It wouldn't fit within my PLD with the following logic:
Code:
FIELD Address = [A18..A8];
RAM       = Address:[0000..FFFF];
ROM       = Address:[FF00..1FFFF];
EXRAM     = Address:[20000..7FFFF];
IO        = Address:[20000..200FF];

!RAM_CS   = (RAM & !ROM) # (EXRAM & !IO);
!ROM_CS   = ROM & RW;
!IO_CS    = IO;

But the following logic does work:
Code:
FIELD Address = [A18..A8];
ROM       = Address:[FF00..1FFFF];
IO        = Address:[20000..200FF];

!ROM_CS   = ROM & RW;
!IO_CS    = IO;
!RAM_CS   = ROM_CS & IO_CS;

Are the two expressions for RAM_CS equivalent?
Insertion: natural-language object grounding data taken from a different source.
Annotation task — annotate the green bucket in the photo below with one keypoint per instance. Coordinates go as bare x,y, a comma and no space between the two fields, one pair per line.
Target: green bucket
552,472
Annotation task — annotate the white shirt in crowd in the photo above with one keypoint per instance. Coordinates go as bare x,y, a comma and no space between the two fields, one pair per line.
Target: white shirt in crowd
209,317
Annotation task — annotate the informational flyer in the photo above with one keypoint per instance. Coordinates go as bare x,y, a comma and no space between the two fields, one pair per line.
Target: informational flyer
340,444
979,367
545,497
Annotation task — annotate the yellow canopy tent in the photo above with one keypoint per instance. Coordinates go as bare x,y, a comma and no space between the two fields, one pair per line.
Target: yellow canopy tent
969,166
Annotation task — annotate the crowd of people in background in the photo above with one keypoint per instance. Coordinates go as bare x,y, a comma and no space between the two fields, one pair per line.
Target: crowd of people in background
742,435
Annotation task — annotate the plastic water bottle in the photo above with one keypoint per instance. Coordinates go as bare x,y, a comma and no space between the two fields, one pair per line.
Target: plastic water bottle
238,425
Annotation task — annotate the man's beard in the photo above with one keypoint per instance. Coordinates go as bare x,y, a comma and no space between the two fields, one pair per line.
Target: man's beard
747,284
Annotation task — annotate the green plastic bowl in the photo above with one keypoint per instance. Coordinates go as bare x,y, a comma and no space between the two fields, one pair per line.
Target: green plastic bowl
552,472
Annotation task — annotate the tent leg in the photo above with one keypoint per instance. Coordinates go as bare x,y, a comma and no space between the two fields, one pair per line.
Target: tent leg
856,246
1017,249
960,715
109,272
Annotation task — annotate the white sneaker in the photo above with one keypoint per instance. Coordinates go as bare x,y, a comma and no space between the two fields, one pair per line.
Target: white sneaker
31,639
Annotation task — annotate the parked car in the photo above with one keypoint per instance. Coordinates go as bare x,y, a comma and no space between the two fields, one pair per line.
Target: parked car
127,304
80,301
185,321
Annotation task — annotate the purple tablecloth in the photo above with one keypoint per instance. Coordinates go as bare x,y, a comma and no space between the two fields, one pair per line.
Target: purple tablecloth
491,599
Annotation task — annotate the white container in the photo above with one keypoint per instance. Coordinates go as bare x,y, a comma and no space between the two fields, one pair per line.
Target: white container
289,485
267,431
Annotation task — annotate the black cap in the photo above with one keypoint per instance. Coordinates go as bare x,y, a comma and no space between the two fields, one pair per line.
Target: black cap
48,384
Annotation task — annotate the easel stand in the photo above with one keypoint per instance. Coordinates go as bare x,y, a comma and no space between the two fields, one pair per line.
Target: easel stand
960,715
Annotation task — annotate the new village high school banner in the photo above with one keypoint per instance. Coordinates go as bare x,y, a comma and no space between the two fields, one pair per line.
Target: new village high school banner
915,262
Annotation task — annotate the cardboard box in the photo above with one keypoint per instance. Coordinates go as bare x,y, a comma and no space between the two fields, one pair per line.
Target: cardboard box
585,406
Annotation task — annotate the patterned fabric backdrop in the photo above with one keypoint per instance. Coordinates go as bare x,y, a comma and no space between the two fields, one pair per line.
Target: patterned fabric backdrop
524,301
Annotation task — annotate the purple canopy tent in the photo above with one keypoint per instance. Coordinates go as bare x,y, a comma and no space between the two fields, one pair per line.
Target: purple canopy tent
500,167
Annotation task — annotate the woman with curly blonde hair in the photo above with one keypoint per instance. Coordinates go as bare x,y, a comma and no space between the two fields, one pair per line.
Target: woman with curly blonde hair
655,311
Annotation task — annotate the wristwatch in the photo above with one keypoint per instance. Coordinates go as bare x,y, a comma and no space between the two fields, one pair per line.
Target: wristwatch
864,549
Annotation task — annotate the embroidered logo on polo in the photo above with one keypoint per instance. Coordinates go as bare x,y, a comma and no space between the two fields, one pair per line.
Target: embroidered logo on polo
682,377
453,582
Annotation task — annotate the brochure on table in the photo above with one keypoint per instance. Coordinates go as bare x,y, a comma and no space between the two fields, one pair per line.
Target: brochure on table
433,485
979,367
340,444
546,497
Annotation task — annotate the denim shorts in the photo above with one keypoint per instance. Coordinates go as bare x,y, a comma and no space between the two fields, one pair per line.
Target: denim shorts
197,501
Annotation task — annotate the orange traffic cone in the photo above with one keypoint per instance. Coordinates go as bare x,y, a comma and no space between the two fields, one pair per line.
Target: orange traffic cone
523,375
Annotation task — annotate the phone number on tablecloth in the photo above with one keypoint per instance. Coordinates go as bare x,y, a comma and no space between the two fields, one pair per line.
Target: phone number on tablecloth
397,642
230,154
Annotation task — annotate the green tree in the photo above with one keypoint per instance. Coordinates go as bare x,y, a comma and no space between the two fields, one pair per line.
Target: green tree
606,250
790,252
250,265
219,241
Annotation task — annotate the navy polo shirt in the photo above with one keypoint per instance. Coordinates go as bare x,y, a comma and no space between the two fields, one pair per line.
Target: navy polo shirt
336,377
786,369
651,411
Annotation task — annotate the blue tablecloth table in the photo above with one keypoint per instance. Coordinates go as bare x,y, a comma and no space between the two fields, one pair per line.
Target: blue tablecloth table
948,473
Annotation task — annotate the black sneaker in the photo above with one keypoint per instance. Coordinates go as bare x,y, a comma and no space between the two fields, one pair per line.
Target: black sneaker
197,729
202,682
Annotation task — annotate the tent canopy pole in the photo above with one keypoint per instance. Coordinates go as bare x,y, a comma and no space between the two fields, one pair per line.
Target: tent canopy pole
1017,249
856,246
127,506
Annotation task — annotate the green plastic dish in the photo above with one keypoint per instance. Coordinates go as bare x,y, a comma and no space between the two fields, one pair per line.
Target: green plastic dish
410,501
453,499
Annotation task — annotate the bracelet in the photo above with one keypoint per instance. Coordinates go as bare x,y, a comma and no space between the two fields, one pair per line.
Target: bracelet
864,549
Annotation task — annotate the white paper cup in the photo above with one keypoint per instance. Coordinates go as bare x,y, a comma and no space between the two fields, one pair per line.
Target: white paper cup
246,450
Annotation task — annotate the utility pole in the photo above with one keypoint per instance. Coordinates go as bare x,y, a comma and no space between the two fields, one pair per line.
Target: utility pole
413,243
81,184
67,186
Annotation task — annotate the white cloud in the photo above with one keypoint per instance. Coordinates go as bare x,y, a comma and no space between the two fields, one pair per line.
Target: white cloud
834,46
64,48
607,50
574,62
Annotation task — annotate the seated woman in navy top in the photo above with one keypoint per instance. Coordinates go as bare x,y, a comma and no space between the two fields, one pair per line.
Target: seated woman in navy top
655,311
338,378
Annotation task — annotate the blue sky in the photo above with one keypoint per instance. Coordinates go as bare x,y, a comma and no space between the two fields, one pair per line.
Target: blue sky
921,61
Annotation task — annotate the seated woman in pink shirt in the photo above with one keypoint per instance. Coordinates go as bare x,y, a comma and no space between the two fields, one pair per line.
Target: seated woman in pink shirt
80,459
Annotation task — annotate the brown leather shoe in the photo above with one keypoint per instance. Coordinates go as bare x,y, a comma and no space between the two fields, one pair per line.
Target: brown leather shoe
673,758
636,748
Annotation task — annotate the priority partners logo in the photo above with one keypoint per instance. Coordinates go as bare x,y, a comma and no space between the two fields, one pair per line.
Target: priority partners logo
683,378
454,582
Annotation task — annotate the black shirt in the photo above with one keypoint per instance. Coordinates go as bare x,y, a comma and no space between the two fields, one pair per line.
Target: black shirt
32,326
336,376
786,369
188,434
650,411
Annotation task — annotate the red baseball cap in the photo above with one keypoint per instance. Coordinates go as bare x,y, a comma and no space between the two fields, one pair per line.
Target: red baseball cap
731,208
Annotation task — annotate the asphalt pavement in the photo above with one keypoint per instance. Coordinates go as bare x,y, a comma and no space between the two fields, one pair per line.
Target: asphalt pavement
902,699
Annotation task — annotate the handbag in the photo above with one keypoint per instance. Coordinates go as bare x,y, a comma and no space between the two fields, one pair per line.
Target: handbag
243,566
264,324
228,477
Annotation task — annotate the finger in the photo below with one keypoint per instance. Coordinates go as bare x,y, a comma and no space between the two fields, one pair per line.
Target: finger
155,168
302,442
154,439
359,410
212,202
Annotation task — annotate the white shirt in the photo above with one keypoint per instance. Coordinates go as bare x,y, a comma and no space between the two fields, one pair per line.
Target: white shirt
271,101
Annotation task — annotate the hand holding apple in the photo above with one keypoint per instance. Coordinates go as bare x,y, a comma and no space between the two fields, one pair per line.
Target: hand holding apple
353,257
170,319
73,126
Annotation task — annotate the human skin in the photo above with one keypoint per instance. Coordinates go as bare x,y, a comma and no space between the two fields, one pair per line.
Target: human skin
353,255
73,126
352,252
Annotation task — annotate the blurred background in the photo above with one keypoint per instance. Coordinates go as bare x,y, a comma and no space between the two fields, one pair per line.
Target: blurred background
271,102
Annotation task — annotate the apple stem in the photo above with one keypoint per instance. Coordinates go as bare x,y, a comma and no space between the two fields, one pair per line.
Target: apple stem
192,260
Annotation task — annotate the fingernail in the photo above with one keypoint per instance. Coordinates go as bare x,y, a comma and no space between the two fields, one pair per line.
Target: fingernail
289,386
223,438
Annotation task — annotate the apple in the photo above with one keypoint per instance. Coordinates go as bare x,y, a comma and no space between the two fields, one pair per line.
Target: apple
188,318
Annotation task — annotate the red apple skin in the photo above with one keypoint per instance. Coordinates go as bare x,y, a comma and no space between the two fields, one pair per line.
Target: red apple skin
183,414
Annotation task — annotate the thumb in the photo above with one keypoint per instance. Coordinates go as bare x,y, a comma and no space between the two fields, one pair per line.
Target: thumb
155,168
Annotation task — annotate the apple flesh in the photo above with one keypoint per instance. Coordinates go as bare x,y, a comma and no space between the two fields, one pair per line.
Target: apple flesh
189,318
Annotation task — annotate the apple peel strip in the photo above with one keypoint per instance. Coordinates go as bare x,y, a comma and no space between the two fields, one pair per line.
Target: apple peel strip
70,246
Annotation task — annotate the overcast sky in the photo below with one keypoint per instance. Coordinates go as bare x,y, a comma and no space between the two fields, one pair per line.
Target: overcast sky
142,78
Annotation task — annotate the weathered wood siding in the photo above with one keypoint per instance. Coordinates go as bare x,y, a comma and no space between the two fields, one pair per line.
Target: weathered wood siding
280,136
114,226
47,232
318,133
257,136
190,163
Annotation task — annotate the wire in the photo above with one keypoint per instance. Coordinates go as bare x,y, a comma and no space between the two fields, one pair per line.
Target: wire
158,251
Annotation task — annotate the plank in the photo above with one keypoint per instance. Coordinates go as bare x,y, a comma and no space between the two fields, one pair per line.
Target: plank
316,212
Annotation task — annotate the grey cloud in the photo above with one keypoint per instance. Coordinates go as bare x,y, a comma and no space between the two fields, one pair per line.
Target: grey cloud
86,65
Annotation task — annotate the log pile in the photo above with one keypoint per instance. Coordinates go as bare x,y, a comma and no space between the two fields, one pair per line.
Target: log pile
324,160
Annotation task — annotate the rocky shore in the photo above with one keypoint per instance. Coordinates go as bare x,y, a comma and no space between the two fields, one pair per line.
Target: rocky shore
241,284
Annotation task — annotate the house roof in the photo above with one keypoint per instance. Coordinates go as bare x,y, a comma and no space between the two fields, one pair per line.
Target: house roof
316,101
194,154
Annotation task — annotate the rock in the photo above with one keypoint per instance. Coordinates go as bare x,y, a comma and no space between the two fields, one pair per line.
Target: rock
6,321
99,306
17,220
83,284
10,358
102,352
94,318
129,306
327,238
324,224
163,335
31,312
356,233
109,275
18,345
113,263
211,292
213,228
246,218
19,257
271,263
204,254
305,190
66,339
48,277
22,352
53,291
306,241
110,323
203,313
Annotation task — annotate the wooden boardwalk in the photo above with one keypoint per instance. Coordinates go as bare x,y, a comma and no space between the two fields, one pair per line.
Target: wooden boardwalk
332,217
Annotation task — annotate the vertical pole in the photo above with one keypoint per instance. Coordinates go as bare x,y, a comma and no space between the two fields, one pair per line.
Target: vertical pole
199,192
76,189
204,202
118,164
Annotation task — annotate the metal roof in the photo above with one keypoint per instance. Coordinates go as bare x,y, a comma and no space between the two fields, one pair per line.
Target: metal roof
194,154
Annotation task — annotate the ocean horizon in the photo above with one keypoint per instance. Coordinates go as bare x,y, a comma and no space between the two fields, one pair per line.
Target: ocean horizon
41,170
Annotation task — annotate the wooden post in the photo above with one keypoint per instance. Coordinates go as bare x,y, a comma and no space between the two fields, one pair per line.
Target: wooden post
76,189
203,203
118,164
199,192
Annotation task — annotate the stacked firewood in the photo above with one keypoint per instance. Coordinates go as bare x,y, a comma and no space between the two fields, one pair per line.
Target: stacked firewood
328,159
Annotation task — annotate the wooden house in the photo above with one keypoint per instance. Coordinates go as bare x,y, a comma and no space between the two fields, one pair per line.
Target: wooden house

The second one does work in my build so far, but my operating system is still a bit basic.

Edit (5/17/2022):
For those finding this in the future, the straightforward:
Code:
FIELD Address = [A18..A8];
RAM       = Address:[0000..FEFF];
ROM       = Address:[FF00..1FFFF];
IO        = Address:[20000..200FF];
EXRAM     = Address:[20100..7FFFF];

!RAM_CS   = RAM # EXRAM;
!ROM_CS   = ROM & RW;
!IO_CS    = IO;

will compile in WINCUPL with the Quine-McCluskey minimization option enabled. Read further in this post for background and details.


Last edited by tmr4 on Tue May 17, 2022 5:16 pm, edited 1 time in total.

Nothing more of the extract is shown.